How can we improve the experience with a little better preparation – particularly if we are organising them?

  1. Do you have to arrange it in the first place – is this the best way to communicate your current message? Or would an email work just as well?
    Do we actually need to discuss something or is it a cascade of info – if so, sometimes an email makes more sense. Make sure it’s essential. It’s nice to see each other faces and hear familiar voices but we will be doing a lot of this over the coming weeks so don’t burn up the trust with pointless conference calls.
  1. How long does it need to last? Will it only take 5-10 minutes? If so, don’t make it fit your diary slot and run from 1.30-2.00pm otherwise people will fill the slot with discussion and it will waste valuable time that people could have been busy doing really essential things instead.
  1. Make sure that the main discussion zeroes in on actions. What do people need to do after the call? What will they be responsible for doing? So, if you begin with this in mind and then decide on content and agenda things will be more succinct and work better and everyone will be happier.
  1. Make the title of the call interesting; whoever got excited to sit on an “update” call?

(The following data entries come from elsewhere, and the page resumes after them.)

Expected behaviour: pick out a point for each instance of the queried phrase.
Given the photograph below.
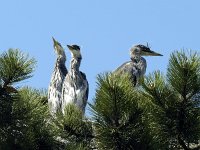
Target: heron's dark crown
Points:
(76, 47)
(143, 47)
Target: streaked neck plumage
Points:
(75, 63)
(61, 59)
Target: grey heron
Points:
(136, 68)
(75, 86)
(57, 78)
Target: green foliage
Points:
(15, 66)
(118, 117)
(75, 129)
(162, 113)
(177, 100)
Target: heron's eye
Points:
(137, 50)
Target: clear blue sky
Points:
(105, 30)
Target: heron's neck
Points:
(75, 63)
(61, 59)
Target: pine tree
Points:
(118, 116)
(175, 101)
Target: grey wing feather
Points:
(128, 68)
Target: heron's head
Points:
(75, 50)
(58, 48)
(141, 50)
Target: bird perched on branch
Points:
(75, 86)
(136, 68)
(57, 78)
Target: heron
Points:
(75, 86)
(57, 78)
(136, 68)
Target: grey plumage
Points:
(136, 68)
(75, 86)
(57, 78)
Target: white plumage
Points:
(57, 78)
(75, 86)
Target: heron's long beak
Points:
(150, 53)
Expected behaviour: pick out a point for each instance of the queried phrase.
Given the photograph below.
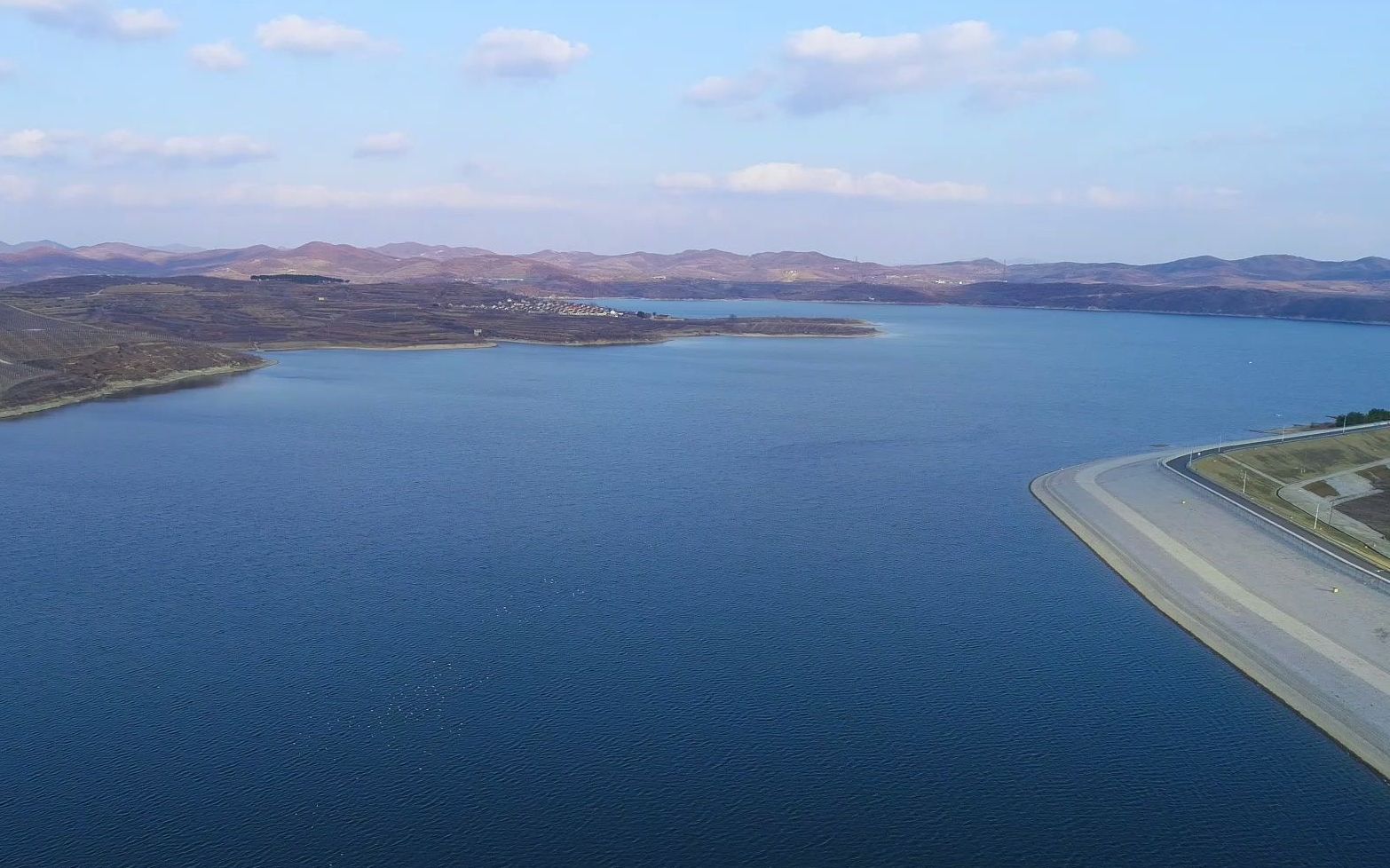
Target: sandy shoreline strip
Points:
(117, 388)
(1259, 599)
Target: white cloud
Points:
(1108, 197)
(299, 35)
(448, 196)
(217, 56)
(523, 54)
(1207, 197)
(142, 24)
(724, 91)
(771, 178)
(122, 146)
(383, 145)
(96, 19)
(825, 68)
(29, 145)
(1108, 42)
(12, 188)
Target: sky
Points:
(898, 132)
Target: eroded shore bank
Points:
(1304, 627)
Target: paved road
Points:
(1183, 464)
(1260, 597)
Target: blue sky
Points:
(888, 130)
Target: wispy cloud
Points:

    So make the focus about the benefit or action that will result from the call; such as, “establishing ways that we can maintain strong customer relationships remotely” or “sharing tips on staying motivated to hit our sales metrics this quarter”. Put yourselves in the shoes of the person receiving the invite to join the call. Make them want to be a part of it and get them to prepare as best they can to contribute. The more they know beforehand – the more prepared they will be.
  1. After the call has finished – make contact and remind everyone what was agreed. The minute the call ends, email/message participants the agreed action list clearly outlining who is doing what, by when and any other relevant and useful info. How many times has momentum been built during discussions to be lost after you all disperse – this is magnified when people have a lot to do at home whilst working too as is the case during this rapid period of adjustment. Looking after family and friends, sorting medical needs and worrying about having enough food and provisions while lockdown impacts shopping isles! So keep the momentum and manage expectations together.

Virtual meetings will likely constitute larger and larger parts of our collaborative working now that many of us are working from home- so try these tips out and let us know what other tips you have to making these calls more enjoyable, productive and useful for everyone?